Audition de Gérald Darmanin, ministre de la Justice, garde des Sceaux, en commission des Lois le 21.10.2025
Monsieur le Ministre,
Il y a des incarcérations qui émeuvent plus que d’autres. Au moment où Nicolas Sarkozy entre à la prison de la Santé, les habituels moqueurs ceux qui crient au “Club Med” en parlant des conditions d’emprisonnement, sont désormais bien silencieux. La vue de la cellule de l’ancien Président de la République réussissant enfin à ébranler celles et ceux qui n’ont cure habituellement des mineurs incarcérés dans des conditions désastreuses, des délinquants entassés à cinq et même parfois plus par cellules, de celles et ceux qui doivent vivre avec les rats, les punaises de lit, la moisissure, sans fenêtre, sans lumière, sans téléphones, sans télévisions.
La multiplication des gestes de compassion à l’égard de ce détenu contribue gravement à écorner l’indépendance de la justice, à déprécier son autorité auprès de nos concitoyens, et mine avec elle la République. Avez-vous prévu d’avoir la même compassion à l’égard des détenus de droit commun ?
Eux, sont cités dans les condamnations de la CEDH qui, à de multiples reprises, a épinglé la France pour ses conditions d’incarcération indignes. Eux, sont également cités, pas plus tard que le 15 octobre, dans un rapport de la CGLPL, faisant état de la “vétusté préoccupante” des prisons françaises, qui “porte atteinte aux droits fondamentaux de détenus”.
Je ne vais pas vous faire le détail de toutes les condamnations, de tous les rapports, de toutes les visites parlementaires qui sont accablants à tous les niveaux.

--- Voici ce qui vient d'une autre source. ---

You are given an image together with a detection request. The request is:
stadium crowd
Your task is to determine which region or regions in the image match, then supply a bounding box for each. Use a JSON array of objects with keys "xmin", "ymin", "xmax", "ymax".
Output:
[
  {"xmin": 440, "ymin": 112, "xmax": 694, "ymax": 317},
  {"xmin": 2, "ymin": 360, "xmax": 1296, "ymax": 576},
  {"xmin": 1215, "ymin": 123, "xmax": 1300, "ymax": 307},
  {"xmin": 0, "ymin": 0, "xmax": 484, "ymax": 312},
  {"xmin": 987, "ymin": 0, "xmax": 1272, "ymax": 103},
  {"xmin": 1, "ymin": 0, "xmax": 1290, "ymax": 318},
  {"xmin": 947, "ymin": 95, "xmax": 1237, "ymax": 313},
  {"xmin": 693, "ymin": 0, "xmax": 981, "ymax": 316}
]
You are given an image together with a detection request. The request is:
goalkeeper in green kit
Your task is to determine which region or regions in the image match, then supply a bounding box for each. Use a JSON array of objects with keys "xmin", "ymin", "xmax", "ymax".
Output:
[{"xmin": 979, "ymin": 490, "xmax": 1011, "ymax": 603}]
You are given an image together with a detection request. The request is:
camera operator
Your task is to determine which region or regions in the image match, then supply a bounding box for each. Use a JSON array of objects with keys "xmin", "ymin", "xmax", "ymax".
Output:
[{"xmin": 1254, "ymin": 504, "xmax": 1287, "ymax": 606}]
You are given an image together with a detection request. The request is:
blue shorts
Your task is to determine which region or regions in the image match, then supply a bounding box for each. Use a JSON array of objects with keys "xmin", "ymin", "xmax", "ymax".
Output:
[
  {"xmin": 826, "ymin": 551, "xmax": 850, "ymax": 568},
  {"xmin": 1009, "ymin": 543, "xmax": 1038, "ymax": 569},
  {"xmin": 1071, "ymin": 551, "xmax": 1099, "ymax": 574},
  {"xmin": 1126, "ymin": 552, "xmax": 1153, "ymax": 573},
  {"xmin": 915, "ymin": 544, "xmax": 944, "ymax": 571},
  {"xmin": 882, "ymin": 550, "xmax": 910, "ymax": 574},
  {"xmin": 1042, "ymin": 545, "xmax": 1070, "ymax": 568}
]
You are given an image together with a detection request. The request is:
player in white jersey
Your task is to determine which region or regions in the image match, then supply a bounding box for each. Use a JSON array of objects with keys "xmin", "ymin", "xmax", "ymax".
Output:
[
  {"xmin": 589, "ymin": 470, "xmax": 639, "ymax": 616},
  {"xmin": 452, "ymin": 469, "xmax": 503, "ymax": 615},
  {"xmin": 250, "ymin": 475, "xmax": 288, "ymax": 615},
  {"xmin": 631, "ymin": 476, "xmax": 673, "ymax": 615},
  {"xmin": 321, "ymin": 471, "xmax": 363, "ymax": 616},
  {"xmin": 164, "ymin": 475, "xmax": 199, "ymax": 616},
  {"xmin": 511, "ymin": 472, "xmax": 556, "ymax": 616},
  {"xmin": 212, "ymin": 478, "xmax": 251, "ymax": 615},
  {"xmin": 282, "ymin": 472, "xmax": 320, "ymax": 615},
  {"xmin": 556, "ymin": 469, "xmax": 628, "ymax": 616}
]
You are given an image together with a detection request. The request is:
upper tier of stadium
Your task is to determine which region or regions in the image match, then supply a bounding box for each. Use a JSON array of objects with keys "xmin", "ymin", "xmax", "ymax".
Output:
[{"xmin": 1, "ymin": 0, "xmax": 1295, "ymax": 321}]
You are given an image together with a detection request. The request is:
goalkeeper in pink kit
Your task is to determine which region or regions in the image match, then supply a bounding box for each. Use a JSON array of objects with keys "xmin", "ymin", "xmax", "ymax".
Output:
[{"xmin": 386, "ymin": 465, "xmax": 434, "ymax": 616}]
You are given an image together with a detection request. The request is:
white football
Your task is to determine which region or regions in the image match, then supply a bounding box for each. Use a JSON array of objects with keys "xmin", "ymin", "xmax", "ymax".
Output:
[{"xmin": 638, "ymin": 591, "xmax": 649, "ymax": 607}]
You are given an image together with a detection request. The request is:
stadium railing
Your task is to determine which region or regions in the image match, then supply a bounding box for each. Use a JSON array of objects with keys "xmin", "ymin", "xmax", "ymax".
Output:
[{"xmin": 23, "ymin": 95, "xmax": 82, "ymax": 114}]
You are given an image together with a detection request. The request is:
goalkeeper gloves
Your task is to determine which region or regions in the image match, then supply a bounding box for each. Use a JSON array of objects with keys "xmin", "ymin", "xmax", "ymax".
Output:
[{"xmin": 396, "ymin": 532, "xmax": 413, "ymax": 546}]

Ainsi, Monsieur le ministre de la Justice qu’en est-il de votre fameux “devoir de vigilance” à l’endroit de tous les détenus de ce pays ?
La politique du Gouvernement depuis des années est d’incarcérer tous azimuts. Les comparutions immédiates pour les mineurs de votre collègue Gabriel Attal, vos propres annonces quant à la future réforme de la Justice sur la limitation de l’individualisation des peines, la suppression de l’aménagement de peine obligatoire et du sursis : vous voulez poursuivre l’engorgement des prisons.
Enfermer c’est souvent pousser à récidiver. On espère que ce ne sera pas le cas pour Monsieur Sarkozy dont chaque épisode de délinquance coûte des millions à la France. En revanche, les mineurs de l’EPM de Marseille ou les simples détenus de la Santé seront plus exposés au risque, tant que vous ne choisirez pas de doter la Justice de moyens modernes d’exécution des peines, d’accompagnement des détenus, d’insertion des prisonniers. Augmenter les moyens et faire confiance à la PJJ, aux agents SPIP
Monsieur le Garde des Sceaux, j’étais, peut-être y étiez-vous aussi, à la cérémonie de panthéonisation de Robert Badinter. Il avait en tête cette phrase de Victor Hugo : « s’il y a un droit qu’on ne saurait retirer à quiconque, c’est le droit de devenir meilleur ». Je vous laisse la méditer.